H(x,y,z) = (-160x + 60)(-120y + 40)  +  (-160x + 100)(-40z + 40)  +   (-96y + 40)(-100z + 75)
pairwise(0,1, 60*40, 60 * -80, -100 * 40, -100 * -80) = pairwise(0,1, 2400, -4800, -4000 -8000)
pairwise(0,2, 100*40, 100 * 0, -60 * 40, -60 * 0)     = pairwise(0,2, 4000,     0, -2400,    0)
pairwise(1,2, 40*75, 40 * -25, -56 * 75, -56 * -25)   = pairwise(1,2, 3000, -1000, -4200, 1400)

pairwise(0,1, 2400, -4800, -4000 -8000)
pairwise(0,2, 4000,     0, -2400,    0)
pairwise(1,2, 3000, -1000, -4200, 1400)
 / 100 
pairwise(0,1, 24, -48, -40 -80)
pairwise(0,2, 40,   0, -24,  0)
pairwise(1,2, 30, -10, -42, 14)
Skielex commented 2 weeks ago

Ok, it's been a while since I worked on this and my knowledge is very limited outside of the graph-based approach to solve these problems. But I'd like to help if I can. However, I won't have time to dive back into this for another week and a half.
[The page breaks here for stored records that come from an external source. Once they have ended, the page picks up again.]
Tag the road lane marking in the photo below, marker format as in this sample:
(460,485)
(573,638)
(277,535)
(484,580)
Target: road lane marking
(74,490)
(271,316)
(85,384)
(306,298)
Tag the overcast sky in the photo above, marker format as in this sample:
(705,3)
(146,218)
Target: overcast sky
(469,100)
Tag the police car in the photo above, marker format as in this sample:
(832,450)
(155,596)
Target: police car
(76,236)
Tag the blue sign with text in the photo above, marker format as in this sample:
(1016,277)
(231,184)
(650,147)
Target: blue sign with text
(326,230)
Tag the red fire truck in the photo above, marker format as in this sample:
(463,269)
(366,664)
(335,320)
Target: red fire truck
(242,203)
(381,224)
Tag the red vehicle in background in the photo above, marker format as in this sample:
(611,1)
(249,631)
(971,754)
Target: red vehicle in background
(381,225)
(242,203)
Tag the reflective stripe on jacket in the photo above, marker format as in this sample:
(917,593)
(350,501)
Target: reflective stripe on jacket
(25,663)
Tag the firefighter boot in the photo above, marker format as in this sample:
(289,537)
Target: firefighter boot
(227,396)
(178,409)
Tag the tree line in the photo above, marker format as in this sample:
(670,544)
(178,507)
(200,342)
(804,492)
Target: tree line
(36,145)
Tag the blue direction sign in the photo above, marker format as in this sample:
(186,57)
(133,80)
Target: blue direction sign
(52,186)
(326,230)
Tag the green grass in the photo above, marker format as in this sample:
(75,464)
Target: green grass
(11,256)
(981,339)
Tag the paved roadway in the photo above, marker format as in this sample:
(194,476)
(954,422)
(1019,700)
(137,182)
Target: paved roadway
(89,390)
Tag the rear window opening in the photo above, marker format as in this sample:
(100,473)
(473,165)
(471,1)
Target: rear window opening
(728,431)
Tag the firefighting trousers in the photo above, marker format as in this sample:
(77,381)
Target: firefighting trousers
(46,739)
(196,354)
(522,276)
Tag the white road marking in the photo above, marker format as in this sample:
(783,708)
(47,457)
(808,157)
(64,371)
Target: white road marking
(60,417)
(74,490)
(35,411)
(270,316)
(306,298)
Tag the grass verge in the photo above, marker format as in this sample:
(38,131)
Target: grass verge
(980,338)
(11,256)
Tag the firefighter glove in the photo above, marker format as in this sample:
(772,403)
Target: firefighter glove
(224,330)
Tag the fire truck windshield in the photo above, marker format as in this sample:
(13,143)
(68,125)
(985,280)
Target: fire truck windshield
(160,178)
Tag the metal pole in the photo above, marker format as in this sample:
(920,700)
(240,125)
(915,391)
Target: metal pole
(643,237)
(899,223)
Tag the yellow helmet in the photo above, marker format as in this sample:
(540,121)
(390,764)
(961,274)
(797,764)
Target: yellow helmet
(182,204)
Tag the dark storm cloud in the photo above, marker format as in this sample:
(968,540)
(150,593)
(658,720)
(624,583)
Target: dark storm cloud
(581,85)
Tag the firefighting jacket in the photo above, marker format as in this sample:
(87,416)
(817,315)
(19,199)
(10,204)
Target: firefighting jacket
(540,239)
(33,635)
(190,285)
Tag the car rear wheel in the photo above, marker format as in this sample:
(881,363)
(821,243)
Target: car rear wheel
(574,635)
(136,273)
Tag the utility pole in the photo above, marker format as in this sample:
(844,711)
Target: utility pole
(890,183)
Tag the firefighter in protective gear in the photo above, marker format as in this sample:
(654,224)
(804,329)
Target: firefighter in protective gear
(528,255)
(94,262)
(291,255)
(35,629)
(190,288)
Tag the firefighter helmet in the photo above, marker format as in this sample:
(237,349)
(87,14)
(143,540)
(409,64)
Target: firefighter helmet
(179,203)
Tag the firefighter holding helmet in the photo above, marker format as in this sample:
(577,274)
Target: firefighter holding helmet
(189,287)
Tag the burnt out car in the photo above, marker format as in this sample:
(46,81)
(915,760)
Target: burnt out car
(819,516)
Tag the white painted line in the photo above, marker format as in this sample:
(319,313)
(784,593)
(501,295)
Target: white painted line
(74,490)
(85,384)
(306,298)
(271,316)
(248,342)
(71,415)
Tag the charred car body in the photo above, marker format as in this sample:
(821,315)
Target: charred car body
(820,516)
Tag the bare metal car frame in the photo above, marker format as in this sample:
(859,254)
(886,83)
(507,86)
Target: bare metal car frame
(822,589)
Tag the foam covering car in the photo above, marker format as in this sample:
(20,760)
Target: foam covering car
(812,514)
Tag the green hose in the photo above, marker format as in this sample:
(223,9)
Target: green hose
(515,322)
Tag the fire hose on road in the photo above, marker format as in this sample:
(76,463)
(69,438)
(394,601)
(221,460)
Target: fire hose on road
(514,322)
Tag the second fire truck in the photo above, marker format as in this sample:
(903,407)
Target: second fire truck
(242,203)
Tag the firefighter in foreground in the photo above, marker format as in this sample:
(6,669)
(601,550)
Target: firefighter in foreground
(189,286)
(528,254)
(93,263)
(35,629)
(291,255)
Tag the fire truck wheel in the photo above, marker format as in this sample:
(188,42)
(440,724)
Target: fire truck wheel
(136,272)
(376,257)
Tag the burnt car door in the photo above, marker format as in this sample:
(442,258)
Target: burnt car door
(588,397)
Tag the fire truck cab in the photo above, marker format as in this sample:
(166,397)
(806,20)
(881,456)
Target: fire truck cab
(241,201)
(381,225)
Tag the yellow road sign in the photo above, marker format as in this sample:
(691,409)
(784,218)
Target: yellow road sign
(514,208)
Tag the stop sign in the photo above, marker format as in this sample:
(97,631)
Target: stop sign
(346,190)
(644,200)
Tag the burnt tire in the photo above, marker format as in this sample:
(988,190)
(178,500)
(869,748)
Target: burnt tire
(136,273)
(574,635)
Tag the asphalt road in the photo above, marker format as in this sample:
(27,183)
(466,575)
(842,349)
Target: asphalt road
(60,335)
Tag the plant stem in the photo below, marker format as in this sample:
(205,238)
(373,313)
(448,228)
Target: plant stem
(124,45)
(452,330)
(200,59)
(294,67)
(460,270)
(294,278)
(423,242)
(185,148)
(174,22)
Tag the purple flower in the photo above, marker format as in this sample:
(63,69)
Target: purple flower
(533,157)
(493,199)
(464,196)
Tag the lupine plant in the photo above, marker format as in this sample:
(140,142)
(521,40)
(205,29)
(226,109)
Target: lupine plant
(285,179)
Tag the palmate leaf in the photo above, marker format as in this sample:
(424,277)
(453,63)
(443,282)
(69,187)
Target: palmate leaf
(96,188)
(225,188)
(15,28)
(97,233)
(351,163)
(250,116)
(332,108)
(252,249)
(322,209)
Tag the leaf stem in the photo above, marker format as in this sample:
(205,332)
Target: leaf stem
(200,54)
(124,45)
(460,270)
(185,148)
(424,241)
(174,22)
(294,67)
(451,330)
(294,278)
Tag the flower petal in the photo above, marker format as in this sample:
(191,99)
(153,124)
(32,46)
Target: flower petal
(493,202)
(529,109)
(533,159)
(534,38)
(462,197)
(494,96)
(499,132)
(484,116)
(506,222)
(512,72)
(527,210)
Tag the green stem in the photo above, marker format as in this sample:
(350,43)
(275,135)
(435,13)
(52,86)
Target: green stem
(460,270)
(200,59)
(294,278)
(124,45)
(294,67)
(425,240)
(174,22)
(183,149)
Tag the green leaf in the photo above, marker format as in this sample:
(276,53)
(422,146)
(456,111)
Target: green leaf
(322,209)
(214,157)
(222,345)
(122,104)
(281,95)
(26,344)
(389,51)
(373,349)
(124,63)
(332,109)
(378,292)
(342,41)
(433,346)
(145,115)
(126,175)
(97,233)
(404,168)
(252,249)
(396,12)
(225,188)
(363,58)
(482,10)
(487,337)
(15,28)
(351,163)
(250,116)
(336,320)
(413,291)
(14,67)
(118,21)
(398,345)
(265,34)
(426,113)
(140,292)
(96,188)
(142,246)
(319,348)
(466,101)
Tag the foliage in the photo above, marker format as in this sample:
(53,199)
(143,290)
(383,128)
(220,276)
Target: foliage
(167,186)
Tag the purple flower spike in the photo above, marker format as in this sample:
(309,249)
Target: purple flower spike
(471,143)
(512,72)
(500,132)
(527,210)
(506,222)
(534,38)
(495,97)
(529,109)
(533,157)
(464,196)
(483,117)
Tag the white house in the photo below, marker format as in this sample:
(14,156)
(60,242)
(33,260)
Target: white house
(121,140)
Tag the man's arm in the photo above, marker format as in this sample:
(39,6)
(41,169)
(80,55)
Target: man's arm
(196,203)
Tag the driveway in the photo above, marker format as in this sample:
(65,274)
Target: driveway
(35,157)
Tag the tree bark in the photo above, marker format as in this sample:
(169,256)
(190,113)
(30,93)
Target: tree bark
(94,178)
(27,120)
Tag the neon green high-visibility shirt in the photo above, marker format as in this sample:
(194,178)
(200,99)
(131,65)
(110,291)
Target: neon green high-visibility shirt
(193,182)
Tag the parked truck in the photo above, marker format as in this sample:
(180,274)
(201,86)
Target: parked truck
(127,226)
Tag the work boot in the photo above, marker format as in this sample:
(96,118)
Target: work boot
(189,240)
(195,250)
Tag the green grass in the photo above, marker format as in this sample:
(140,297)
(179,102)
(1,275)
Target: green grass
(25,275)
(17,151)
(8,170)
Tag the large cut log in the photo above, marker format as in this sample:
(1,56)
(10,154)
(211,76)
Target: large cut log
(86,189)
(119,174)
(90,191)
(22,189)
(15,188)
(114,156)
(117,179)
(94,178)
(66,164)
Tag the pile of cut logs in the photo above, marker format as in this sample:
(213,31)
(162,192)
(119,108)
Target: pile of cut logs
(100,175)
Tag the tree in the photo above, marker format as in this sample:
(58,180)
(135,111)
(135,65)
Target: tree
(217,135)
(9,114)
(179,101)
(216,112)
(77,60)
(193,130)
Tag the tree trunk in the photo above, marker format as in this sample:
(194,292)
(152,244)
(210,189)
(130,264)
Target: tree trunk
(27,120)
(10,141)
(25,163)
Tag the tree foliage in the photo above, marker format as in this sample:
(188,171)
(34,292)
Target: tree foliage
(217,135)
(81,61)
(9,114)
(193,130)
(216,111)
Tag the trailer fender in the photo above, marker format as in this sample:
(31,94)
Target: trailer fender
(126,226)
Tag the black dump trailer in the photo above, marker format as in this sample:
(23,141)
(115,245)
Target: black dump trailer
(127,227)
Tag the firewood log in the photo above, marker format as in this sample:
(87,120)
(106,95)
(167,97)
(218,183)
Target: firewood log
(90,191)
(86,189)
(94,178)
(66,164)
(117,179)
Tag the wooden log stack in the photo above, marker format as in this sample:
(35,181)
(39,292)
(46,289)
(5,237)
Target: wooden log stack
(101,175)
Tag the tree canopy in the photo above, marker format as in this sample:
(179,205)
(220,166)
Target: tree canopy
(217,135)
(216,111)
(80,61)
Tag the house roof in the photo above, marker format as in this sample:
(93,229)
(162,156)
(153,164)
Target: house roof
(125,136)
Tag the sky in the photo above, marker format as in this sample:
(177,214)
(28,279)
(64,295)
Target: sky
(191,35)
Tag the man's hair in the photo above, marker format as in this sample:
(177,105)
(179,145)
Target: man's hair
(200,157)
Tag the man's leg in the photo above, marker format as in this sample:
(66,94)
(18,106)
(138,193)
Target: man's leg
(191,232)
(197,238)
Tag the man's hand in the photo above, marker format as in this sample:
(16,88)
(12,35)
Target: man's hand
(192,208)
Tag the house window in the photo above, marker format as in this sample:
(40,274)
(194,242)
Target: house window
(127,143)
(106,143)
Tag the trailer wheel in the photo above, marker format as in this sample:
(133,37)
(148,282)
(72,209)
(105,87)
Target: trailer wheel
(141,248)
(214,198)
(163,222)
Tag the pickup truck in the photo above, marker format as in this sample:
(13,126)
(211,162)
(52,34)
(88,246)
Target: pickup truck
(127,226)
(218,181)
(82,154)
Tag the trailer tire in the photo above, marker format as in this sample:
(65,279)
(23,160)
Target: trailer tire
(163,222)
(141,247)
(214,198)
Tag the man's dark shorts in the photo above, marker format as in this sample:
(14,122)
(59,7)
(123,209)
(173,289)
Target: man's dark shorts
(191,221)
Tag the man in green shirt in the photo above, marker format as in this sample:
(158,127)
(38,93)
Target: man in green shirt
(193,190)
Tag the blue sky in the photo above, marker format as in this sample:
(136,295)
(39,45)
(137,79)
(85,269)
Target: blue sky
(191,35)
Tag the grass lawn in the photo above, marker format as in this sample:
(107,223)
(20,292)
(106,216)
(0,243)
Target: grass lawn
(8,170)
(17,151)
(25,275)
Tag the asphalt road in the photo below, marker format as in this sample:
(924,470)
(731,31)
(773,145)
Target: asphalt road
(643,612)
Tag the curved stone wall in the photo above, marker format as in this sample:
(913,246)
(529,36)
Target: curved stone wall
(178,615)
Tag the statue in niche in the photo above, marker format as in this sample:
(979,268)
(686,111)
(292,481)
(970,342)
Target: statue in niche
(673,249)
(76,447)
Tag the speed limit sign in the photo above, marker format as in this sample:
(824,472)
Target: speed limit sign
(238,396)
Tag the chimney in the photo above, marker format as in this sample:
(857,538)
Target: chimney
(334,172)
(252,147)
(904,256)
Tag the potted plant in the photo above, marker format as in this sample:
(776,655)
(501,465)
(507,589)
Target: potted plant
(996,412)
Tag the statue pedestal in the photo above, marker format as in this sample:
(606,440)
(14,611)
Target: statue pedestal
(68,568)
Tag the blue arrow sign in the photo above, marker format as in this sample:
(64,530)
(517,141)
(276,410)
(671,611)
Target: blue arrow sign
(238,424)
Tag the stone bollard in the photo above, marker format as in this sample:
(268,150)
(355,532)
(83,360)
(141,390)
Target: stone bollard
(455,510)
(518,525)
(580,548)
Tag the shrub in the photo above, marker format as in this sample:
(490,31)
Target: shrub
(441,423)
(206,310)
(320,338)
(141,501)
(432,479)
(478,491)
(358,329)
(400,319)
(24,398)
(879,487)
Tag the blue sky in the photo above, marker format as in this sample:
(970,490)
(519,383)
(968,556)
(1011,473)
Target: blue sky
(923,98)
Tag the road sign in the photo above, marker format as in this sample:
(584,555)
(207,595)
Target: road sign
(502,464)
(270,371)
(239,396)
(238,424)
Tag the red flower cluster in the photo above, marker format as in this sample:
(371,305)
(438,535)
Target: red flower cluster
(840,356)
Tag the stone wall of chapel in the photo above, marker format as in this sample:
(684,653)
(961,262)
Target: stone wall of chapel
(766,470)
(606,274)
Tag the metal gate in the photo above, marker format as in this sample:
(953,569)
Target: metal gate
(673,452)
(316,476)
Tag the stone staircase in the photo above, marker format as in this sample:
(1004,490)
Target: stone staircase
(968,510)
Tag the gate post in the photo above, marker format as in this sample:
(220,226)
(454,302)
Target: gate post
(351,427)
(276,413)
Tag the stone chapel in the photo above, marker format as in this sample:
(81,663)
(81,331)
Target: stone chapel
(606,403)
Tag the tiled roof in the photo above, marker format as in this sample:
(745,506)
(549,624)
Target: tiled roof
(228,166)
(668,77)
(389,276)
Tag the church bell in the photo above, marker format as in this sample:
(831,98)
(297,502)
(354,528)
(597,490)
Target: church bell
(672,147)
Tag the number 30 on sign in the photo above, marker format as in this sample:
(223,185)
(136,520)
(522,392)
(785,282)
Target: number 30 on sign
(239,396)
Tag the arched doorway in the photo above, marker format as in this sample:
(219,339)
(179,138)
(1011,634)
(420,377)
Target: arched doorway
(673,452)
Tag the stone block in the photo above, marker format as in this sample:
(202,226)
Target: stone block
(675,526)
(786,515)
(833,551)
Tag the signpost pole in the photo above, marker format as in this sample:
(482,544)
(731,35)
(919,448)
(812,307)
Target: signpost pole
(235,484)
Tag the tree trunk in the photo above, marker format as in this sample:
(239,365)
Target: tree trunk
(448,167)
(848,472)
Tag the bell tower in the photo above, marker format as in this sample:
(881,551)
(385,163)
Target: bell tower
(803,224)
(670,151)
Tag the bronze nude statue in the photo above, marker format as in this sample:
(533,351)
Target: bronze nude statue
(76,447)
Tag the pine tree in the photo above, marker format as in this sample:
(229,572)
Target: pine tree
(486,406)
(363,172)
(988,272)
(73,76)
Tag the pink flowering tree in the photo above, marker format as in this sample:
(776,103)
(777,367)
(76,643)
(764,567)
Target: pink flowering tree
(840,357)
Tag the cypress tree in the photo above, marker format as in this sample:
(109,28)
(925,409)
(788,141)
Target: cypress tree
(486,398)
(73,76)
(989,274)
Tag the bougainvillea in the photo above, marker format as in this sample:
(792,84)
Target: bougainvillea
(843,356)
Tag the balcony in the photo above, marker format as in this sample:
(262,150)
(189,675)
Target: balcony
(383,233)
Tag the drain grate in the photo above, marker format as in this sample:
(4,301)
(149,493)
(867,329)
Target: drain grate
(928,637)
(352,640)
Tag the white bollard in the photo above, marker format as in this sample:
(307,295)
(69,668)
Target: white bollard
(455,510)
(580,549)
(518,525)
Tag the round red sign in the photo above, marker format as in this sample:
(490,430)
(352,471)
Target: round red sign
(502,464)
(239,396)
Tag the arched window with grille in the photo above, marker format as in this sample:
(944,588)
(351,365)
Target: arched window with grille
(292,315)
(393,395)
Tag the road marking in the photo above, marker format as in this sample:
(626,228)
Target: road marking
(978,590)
Skielex commented 2 weeks ago

Also, I think you need unary terms to get a solution with an energy different from zero.

Skielex commented 2 days ago

Hi @RobG-LHind,

As you mentioned yourself, since you have pairwise terms that are non-submodular, QPBO is not guaranteed to provide a complete solution. I assume this is the reason QPBO can't solve your problem.

Skielex commented 2 days ago

QPBO may reformulate your problem to allow a proper graph representation, see ComputeWeights. You can use the get_twice_pairwise_term and get_twice_unary_term methods to check the terms.